Amour, the movie from Austrian filmmaker Michael Hanake who also gave us Funny Games and Cache, has more tension in a short scene of an elderly couple having dinner than Zero Dark Thirty has in the vast majority of its playing time.  That might be because the central characters in Amour are facing death every moment of their existence while the central character in ZDT is only facing the annoying reaction of her superiors who just won’t recognize her innate genius.  And Amour climaxes with two scenes of violence that are more emotionally gut wrenching than any of the torture scenes in Boal and Bigelow’s film.
George and Anne, husband and wife, are in their eighties.   They are introduced first in the audience of a piano recital as just another set of spectators.  In fact, if you didn’t know who they were from the posters and previews, you might not even realize the movie is about them.  You don’t hear anything they say, yet you can tell from their faces, the way they act toward each other, the way they say something to the other and occasionally smile, that they still have great affection for one another.  They are still in love and with little of the bitterness that a long life together can result in.  And then it happens.  Anne has a stroke and slowly but surely finds she can do less and less for herself. 
Amour is a beautiful and powerful story, but it is also a devastating one.  It is not easy to sit through or experience.  It is not a nice movie.    Haneke, as writer and director, gives neither George nor Anne much dignity as he details the mounting, daily degradations that Anne must suffer on her not so gentle going into that good night.
But that’s not exactly right, because in a way Hanake gives the both of them a great deal of dignity.  He does it by not lying about what the situation is, by not pretending that something is happening that isn’t.  Death is a fact.  It’s not always pleasant.

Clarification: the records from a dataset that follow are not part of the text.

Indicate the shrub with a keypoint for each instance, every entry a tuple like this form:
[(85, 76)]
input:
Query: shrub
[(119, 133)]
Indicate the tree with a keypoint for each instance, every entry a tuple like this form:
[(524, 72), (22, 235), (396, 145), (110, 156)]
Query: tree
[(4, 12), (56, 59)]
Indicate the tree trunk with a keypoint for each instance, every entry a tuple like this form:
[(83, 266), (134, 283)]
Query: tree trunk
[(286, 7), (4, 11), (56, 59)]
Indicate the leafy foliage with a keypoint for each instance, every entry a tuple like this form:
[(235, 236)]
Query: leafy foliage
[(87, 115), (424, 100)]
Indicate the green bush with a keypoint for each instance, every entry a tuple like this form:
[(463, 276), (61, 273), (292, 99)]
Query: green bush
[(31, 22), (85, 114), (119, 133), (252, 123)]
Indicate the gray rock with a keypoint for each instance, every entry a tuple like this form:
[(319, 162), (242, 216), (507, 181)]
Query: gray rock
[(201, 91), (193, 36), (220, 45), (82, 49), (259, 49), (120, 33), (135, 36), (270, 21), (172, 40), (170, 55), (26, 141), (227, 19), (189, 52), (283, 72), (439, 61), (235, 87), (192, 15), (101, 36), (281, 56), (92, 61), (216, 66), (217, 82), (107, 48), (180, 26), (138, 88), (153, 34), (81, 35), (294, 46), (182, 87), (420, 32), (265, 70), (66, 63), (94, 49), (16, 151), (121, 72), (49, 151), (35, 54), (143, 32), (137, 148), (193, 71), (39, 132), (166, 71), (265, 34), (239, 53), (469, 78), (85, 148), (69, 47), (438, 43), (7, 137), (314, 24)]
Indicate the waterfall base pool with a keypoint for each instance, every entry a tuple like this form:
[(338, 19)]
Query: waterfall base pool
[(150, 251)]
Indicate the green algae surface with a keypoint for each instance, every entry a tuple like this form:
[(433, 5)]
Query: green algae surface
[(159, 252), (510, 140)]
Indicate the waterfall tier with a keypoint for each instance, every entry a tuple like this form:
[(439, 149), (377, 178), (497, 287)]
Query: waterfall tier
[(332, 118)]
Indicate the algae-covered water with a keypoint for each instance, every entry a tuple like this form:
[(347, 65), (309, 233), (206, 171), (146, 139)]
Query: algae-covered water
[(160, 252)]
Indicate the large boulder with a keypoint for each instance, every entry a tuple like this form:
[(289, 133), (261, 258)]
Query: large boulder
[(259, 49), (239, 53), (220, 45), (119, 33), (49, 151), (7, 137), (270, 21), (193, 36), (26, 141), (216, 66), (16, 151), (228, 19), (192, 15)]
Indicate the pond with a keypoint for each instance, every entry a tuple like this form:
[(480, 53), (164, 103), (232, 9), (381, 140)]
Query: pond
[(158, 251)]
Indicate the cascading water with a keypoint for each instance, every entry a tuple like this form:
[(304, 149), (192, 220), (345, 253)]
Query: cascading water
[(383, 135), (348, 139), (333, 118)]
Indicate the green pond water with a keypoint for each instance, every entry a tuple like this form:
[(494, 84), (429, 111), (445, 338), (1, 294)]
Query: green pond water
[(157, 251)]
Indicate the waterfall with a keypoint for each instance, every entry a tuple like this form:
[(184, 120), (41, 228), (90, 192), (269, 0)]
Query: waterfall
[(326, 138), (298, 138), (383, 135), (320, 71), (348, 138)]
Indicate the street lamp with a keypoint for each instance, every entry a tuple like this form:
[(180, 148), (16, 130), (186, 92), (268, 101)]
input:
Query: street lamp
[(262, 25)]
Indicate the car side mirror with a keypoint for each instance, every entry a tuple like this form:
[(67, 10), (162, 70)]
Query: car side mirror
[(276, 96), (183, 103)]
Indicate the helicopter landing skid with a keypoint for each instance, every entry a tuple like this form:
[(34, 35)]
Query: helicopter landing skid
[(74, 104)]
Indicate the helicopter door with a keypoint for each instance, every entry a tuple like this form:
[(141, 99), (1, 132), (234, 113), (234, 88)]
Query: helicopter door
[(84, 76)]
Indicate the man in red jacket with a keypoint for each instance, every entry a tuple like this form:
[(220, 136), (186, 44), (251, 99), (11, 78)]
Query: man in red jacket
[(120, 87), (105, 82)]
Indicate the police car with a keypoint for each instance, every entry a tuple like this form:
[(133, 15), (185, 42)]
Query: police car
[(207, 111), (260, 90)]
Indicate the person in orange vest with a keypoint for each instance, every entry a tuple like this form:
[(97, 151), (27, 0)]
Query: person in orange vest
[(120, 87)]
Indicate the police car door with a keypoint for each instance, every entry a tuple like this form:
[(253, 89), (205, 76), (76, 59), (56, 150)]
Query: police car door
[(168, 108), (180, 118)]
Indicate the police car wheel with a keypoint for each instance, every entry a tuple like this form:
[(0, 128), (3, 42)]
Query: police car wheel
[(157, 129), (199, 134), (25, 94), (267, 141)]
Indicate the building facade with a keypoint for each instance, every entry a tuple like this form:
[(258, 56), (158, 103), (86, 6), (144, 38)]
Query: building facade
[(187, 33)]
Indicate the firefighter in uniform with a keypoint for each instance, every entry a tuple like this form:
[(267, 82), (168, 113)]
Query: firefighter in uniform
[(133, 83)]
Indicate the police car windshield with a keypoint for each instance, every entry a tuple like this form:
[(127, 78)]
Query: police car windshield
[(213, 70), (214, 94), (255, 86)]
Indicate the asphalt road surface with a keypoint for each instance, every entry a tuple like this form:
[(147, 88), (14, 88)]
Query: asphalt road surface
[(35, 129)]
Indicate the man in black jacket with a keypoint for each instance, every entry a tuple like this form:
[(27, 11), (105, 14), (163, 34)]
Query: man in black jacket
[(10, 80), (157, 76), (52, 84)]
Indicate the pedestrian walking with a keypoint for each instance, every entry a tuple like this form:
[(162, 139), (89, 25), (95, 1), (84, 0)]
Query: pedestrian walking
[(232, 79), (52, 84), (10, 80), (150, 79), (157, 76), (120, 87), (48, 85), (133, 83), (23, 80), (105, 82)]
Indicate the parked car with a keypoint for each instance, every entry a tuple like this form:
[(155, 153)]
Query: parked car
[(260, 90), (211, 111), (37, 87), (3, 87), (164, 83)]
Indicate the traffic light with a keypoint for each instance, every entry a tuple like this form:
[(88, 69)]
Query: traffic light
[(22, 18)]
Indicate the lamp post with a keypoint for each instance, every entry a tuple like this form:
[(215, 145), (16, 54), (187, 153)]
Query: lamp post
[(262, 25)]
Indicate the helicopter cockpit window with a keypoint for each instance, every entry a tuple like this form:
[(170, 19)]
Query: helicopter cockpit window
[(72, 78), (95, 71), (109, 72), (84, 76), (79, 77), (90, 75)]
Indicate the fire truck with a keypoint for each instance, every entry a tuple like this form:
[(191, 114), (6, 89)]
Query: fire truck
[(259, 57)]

It’s sometimes scary and horrifying and in the end, it happens to us all and there is little you can do about it.  It has no inherent meaning.  It just is.  And by refusing to lie about that, but to give the audience the reality of Georges and Anne’s life, Hanake honors them both and perhaps in a way, honors us all.
Georges and Anne are played by legends of the French film industry.  Georges is played by Jean-Louis Trintignant who has been making movies since 1955, including Z, Three Colors: Red, …And God Created Woman, The Conformist, My Night at Maud’s.  Anne is played by Emmanuelle Riva who began in 1957 and has been in Leon Morin, Priest, Three Colors: Blue, Therese.   But perhaps most appropriately given the title of this film, both starred in two of the most important love stories in French film history; Trintignant in A Man and a Woman (cue that Michelle Legrand score) and Riva in Hiroshima, Mon Amour.  And now, in this drama that is essentially a love story no matter the subject matter, both give emotionally rich performances that will not easily be forgotten.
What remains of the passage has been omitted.